Mehmet'in oğlu Cem'in kaybolmasının ardındaki gerçekler, aslında Mehmet’in kendi geçmişine dayanıyordu. Genç yaşta ailesini kaybeden Mehmet, ergenlik dönemindeki zorlukları kabullenememiş ve hayatında birçok sorunla karşı karşıya kalmıştı. Bu zorlukların üstesinden gelememiş olan Mehmet, bir gün oğluna benzer bir kaderin yaşanmasına engel olabilme düşüncesiyle sadece çaresizlikten o cümleyi mırıldanıyordu. "Doktora gitti, gelecek." Yalnızca bu basit cümle bile, ona bir tür umut veriyordu, her ne kadar gerçeklikten uzak olursa olsun.
Hikaye, Mehmet’in Cem ile olan bağını daha derinlemesine keşfetmemizi sağlıyor. Oğlun kaybı gibi bir acı, bir baba için dayanması zor bir korku. Her gün evin kapısı açıldığında o acılı beklenti, onun için yaşam şekli haline gelmiştir. 'Bir gün dönecektir', Beklemenin amacı olmadan yaşamak ise imkansızdır. Bu noktada, günler geçtikçe meydana gelen durum daha da dramatikleşiyor; çevresi ve komşuları Mehmet’in ruh halinin ne kadar kötüleştiğini fark etmeye başlıyor.
Bu hikaye, yalnızca bir kayıp öyküsü değil; aynı zamanda bir babanın bütün hayatını tehlikeye atan bir tutku ve özlem hikayesidir. Mehmet’in içinde aldığı her bir ses, her bir olay, oğlu Cem'in geri döneceği umudunu güçlendiriyor. Hiçbir şey görünenin ardındaki sırları gizleyemez; fakat bir babanın derin sevgisi ve bağlılığı, belki de en derin sırdır.

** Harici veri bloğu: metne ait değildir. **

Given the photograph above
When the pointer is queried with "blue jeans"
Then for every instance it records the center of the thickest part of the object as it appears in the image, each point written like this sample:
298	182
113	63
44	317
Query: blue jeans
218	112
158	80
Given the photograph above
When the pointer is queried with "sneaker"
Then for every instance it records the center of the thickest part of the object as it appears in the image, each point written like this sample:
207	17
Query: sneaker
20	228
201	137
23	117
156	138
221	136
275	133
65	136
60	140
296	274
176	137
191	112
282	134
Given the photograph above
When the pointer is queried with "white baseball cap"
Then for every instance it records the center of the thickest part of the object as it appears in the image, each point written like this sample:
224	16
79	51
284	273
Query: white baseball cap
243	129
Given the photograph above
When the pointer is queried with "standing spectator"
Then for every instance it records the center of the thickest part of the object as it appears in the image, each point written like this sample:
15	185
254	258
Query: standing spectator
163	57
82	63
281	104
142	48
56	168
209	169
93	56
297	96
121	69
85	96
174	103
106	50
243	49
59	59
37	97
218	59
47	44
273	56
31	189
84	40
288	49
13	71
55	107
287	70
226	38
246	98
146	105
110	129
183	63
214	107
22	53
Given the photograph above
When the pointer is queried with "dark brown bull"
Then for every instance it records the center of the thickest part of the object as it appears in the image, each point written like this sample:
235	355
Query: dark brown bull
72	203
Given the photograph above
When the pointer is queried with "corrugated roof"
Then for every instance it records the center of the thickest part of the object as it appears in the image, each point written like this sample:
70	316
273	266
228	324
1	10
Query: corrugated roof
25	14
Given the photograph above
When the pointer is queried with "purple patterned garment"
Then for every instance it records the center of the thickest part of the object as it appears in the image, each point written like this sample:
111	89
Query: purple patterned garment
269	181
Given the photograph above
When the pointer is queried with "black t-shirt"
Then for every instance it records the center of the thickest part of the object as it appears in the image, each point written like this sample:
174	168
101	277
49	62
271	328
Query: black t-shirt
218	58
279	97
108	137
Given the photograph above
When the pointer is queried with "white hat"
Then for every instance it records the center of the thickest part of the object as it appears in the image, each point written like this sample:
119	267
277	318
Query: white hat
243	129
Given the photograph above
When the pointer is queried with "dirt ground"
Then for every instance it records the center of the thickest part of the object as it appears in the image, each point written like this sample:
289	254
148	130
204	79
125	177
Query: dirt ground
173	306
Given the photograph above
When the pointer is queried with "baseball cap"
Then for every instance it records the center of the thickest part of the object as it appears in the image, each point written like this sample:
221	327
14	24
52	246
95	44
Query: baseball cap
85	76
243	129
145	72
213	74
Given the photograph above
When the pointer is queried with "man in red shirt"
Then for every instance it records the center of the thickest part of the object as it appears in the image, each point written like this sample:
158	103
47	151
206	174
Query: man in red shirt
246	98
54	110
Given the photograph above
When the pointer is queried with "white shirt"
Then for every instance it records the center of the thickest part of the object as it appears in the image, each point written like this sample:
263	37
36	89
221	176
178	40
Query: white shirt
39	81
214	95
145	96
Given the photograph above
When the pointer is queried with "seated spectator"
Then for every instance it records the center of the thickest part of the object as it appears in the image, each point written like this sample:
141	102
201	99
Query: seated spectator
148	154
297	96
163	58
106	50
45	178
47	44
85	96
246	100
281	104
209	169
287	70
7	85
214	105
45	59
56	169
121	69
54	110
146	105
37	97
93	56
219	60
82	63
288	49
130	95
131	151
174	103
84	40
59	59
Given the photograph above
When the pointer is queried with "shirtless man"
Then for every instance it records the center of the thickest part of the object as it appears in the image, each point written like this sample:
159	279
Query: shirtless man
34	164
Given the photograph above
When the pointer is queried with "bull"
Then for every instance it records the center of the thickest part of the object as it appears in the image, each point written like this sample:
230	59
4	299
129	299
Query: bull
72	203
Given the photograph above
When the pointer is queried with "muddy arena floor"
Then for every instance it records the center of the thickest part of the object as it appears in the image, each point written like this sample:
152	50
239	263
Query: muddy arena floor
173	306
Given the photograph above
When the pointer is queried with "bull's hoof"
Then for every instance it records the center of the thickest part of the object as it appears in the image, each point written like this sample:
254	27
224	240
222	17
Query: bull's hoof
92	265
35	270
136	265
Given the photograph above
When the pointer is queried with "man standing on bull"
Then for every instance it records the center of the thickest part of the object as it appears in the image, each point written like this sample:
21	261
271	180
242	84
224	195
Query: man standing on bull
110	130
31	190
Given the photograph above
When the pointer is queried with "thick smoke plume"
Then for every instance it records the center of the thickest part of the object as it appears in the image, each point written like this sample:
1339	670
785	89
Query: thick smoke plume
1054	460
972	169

Bu noktadan sonra hikaye, Mehmet’in karşısına çıkan tesadüflerle yeni bir boyut kazanıyor. Belki de piknik sırasında tanıştığı biri, Cem’in kaybolmasıyla ilgili bazı bilgileri bilmektedir. O kişiyle kurduğu diyalog, Mehmet'e Cem’in kaybolduğu gün neler olduğunu anlama fırsatı sunuyor. Bu yeni bilgi, babanın gözünde bir ışık yakıyor ve umudunu yeniden canlandırıyor. Sonraki süreçte, bu bağlantılarla Mehmet'in hikayesinin nasıl ilerleyeceği merak konusu oluyor.
Unutulmamalıdır ki Hikayenin sonunda ne olursa olsun, bir babanın kalbinde taşıdığı umut, her zaman en güçlü şeydir. Hayatın belirsizliği içinde kaybolmuş bir oğul ve ona duyulan özlem, Mehmet’in lidere tutulmasının en önemli sebebi. 'Doktora gitti, gelecek' cümlesindeki umut; hayatın gerçeklerine karşı bir zaferidir. Belki de bir baba, sevdiklerini her zaman yanında hissetme arzusuyla dolu olmasının getirdiği güçle, gerçeklerdeki karmaşaya karşı her zaman hazır duracaktır. Mehmet’in bir gün oğlunu kollarına alması dileğiyle bu hikaye umudun ve sevginin peşinden koşmanın önemini vurguluyor. Kim bilir? Belki de umudun en derininde, beklenen o sır çözülecektir. "O gidebilir ama, ben beklerim," diyerek inancını ve bağlılığını kanıtlamış bir babanın hikayesidir bu.